AFRAID - A Frequently Redundant Array of Independent Disks

Disk arrays are commonly designed to ensure that stored data will always be able to withstand a disk failure, but meeting this goal comes at a significant cost in performance. We show that this is unnecessary. By trading away a fraction of the enormous reliability provided by disk arrays, it is possible to achieve performance that is almost as good as a non-parity-protected set of disks. In particular, our AFRAID design eliminates the small-update penalty that plagues traditional RAID 5 disk arrays. It does this by applying the data update immediately, but delaying the parity update to the next quiet period between bursts of client activity. That is, AFRAID makes sure that the array is frequently redundant, even if it isn't always so. By regulating the parity update policy, AFRAID allows a smooth trade-off between performance and availability.
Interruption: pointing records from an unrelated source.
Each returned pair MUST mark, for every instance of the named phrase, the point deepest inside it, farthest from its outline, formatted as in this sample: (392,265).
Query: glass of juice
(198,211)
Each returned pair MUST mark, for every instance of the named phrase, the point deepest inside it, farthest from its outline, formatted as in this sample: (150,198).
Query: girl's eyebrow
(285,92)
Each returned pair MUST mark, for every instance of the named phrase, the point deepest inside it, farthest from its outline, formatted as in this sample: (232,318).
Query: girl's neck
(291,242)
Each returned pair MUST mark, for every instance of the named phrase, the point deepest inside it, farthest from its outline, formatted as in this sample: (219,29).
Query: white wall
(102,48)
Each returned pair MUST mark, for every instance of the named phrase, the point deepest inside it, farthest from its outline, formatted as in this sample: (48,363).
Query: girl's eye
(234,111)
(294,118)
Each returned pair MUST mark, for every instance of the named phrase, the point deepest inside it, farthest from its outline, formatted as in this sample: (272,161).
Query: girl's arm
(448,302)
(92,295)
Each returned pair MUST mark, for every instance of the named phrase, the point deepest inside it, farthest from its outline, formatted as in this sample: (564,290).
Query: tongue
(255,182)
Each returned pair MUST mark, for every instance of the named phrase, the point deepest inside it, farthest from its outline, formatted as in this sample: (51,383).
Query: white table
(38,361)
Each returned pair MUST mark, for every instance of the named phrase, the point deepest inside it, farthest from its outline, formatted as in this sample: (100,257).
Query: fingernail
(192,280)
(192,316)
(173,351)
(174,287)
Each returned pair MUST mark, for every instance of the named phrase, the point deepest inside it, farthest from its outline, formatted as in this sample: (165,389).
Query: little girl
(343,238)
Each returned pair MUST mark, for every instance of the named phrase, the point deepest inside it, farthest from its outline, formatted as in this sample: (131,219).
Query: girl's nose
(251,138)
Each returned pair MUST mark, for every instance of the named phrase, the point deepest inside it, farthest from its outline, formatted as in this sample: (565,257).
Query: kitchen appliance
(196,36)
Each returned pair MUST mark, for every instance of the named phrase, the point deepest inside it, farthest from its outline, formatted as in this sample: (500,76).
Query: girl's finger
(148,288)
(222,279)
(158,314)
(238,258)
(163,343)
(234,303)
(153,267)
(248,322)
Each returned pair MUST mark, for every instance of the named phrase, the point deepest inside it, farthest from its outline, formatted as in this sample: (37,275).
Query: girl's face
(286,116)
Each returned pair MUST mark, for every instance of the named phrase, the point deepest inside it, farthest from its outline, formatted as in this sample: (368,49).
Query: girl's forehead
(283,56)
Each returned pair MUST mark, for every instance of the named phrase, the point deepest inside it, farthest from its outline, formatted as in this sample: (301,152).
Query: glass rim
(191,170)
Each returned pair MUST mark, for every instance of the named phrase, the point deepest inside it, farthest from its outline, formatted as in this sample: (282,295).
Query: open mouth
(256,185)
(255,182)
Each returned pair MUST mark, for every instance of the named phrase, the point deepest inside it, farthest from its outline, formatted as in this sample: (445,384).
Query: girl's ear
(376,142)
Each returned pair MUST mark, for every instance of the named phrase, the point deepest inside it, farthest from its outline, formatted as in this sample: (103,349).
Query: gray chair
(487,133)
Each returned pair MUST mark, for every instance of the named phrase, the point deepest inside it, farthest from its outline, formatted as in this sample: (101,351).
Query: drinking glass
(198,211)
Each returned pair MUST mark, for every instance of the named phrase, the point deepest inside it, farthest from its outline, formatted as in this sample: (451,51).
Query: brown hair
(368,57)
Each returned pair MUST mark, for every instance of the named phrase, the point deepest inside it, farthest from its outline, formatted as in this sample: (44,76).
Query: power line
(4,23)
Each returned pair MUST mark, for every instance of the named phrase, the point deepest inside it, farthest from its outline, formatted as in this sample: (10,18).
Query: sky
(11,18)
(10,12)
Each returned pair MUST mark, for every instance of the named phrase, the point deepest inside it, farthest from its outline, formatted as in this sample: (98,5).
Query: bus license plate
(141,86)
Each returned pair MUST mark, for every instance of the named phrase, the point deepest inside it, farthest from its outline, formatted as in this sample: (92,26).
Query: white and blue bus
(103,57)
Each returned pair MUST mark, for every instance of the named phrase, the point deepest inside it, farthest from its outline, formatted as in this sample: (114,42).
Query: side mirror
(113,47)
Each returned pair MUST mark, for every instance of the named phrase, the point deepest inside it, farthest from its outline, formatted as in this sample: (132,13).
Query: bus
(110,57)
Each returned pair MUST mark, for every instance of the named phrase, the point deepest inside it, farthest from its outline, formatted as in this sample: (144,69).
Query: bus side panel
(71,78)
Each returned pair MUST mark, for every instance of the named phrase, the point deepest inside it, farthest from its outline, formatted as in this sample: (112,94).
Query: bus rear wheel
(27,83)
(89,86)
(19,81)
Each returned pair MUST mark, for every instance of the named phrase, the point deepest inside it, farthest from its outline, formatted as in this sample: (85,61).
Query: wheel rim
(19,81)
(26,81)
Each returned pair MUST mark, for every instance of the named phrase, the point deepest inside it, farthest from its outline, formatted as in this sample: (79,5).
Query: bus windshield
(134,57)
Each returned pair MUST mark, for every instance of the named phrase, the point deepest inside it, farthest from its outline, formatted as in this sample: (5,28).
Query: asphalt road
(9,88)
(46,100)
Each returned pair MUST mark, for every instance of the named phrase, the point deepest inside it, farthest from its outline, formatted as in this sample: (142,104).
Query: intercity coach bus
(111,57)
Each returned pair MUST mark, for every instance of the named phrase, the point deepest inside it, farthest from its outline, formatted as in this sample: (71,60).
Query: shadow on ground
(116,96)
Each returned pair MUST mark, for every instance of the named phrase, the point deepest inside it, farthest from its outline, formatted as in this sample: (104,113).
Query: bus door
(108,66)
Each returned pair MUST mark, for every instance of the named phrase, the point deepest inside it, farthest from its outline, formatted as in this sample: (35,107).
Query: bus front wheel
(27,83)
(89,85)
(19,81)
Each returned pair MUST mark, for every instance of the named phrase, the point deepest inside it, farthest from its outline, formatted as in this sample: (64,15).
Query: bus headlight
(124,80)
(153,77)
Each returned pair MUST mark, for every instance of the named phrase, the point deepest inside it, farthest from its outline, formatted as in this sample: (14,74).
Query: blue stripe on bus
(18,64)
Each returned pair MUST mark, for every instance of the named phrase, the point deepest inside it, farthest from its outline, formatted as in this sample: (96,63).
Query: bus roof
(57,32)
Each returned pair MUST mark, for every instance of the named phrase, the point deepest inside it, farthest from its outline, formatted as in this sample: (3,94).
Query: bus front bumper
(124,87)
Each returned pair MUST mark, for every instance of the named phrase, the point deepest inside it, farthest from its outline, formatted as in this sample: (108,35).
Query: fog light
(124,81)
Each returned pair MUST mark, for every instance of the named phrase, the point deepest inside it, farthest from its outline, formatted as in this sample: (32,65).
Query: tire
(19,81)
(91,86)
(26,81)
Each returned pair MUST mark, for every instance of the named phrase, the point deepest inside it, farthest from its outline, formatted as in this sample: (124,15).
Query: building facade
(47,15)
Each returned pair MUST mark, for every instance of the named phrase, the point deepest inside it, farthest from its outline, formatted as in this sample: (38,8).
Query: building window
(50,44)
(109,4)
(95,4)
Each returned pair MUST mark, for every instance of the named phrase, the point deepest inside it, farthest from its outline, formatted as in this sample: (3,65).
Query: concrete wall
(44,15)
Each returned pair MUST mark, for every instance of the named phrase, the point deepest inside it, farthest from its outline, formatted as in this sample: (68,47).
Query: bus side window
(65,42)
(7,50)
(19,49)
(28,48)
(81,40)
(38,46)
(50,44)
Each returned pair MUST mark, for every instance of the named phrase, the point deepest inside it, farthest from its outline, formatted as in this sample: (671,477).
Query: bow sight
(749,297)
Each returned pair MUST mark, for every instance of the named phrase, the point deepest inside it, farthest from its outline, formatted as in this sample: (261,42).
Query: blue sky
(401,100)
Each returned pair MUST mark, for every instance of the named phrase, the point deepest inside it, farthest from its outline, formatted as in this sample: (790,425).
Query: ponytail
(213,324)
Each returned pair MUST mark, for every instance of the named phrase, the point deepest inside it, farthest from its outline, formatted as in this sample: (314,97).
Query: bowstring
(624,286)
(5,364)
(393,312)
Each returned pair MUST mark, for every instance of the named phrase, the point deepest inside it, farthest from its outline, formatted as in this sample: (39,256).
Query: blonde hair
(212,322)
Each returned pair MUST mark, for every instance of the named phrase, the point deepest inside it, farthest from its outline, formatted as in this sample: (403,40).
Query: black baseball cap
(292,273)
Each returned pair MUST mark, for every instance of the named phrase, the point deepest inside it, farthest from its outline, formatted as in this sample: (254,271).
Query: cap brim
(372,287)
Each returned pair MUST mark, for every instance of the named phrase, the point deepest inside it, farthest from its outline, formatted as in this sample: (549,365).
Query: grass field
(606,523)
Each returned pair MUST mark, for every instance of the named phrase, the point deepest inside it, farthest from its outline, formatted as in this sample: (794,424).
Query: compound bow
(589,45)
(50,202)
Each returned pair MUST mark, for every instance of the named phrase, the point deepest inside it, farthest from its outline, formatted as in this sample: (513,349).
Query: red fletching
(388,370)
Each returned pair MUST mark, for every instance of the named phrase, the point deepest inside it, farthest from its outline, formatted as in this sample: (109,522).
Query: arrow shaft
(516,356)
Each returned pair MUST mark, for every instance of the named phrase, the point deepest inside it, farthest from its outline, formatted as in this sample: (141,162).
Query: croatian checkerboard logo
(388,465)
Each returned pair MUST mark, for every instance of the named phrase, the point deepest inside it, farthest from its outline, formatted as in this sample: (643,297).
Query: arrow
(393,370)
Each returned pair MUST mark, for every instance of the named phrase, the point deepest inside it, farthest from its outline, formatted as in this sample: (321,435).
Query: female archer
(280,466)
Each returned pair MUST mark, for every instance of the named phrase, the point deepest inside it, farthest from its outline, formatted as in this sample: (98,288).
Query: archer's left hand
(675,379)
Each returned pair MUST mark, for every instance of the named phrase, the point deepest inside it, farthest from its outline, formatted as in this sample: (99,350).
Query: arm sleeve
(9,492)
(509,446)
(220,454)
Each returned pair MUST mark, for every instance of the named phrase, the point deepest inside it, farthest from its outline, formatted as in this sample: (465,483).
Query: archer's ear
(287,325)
Under real-life workloads, the AFRAID design can provide close to the full performance of an array of unprotected disks, and data availability comparable to a traditional RAID 5. Our results show that AFRAID offers 42% better performance for only 10% less availability, 97% better for 23% less, and as much as a factor of 4.1 times better performance for giving up less than half RAID 5's availability. We explore here the detailed availability and performance implications of the AFRAID approach.

[1]  Frederick W. Clegg,et al.  The hp-ux operating system on hp precision architecture computers , 1966 .

[2]  R. S. Fabry,et al.  A fast file system for UNIX , 1984, TOCS.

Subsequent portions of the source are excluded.